Now, more than thirty years later, I’ve finally got the chance to not only play through the original Dragon’s Lair and its follow-up but also the sci-fi spin-off in Dragon’s Lair: Trilogy. Bringing all three of Don Bluth’s classic adventures to the Nintendo Switch in one neatly remastered package, it gives gamers the chance to either re-live their younger years of pummelling coins into a cabinet to see Dirk the Daring’s adventure through to its conclusion or, like myself, experience the journey for the very first time.
The name might be a little deceiving, because there aren’t actually three Dragon’s Lair games to be found in Dragon’s Lair: Trilogy – whilst it does include Dirk the Daring’s escapades against the evil wizard Mordoc in Dragon’s Lair and Dragon’s Lair II: Time Warp, the third title is actually the sci-fi adventure Space Ace. Each game offers its own little story to tell, though they typically just involve defeating some vicious foe and rescuing a damsel in distress. Got to love the 80s, right?
The similarities don’t just stop at the narratives though, but also in how each game plays. You’re essentially tasked with completing a series of QTE events as a cartoon plays out in front of you – if you’re successful at hitting the actions on time (either the control stick in the right direction or the action button), you’ll see Dirk acrobatically make his way through a series of perils. If you miss though… well… he meets one of the many possible ends that are found throughout each adventure.

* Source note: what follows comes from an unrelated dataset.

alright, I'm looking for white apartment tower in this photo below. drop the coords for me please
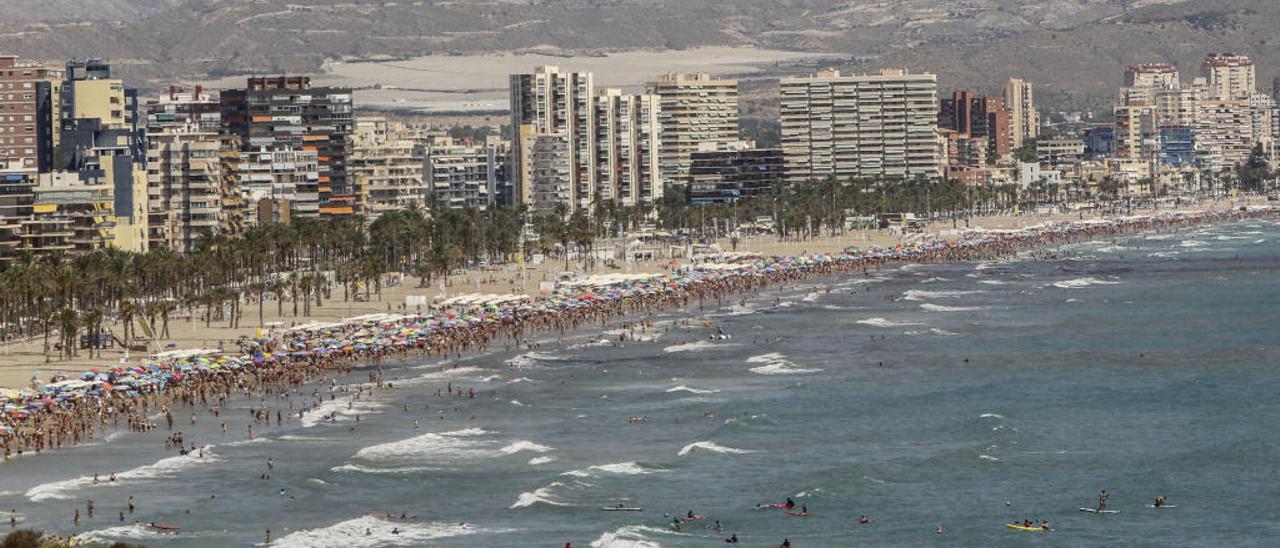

It’s a simple setup and one that most gamers would be able to get into with ease, especially since QTEs are pretty common place these days. Whilst they’re not always praised by gamers though, the QTEs featured in Dragon’s Lair: Trilogy feel a bit more charming. Seeing as the gameplay mechanic wasn’t so common back in the days of Dragon’s Lair (I think this was actually their first appearance in a game), it’s a lot easier to tolerate simply mashing buttons at the right time in order to progress. It’s surprisingly challenging too, with the window of opportunity to actually hit the buttons deceivingly short – it’s always clear what button you actually need to press, but believe me, doing it on time can be tough.
Thankfully, there are multiple difficulties on offer as well as the option to continue over and over until you succeed. Whilst Dragon’s Lair was guilty of eating quarters back in the arcade days, it’s certainly a lot more forgiving in allowing gamers to see the adventure through its conclusion here. Still, there’s nothing quite like nailing a perfect run through the game, so there’ll certainly be incentive to keep at the game just to learn how to hit those QTEs perfectly.
Of course, the games themselves only last around fifteen to thirty minutes each depending on how successful you are, so there’s not a whole lot to get through with them if you don’t decide to play each adventure again. There are a bunch of extras to check out too though, so it does feel like a substantial package – those who’re here for the games alone might find the experience is over quickly though.
I’d be remiss not to mention Dragon’s Lair: Trilogy’s visuals, which still manage to hold up well today. Don’t get me wrong, you can tell the animation has come straight from the 80s and there’s not the kind of detail you’d expect to see in more modern cartoons, but it has this undeniable charm to it all that managed to impress me throughout each of the three adventures. They’re creative and fun, whilst seeing all the ways that Dirk can perish brought a smile to my face on more than a few occasions. All of the visuals have been remastered to take advantage of modern technology too, so they’ll look a hell of a lot better than they did when you might’ve played the games originally.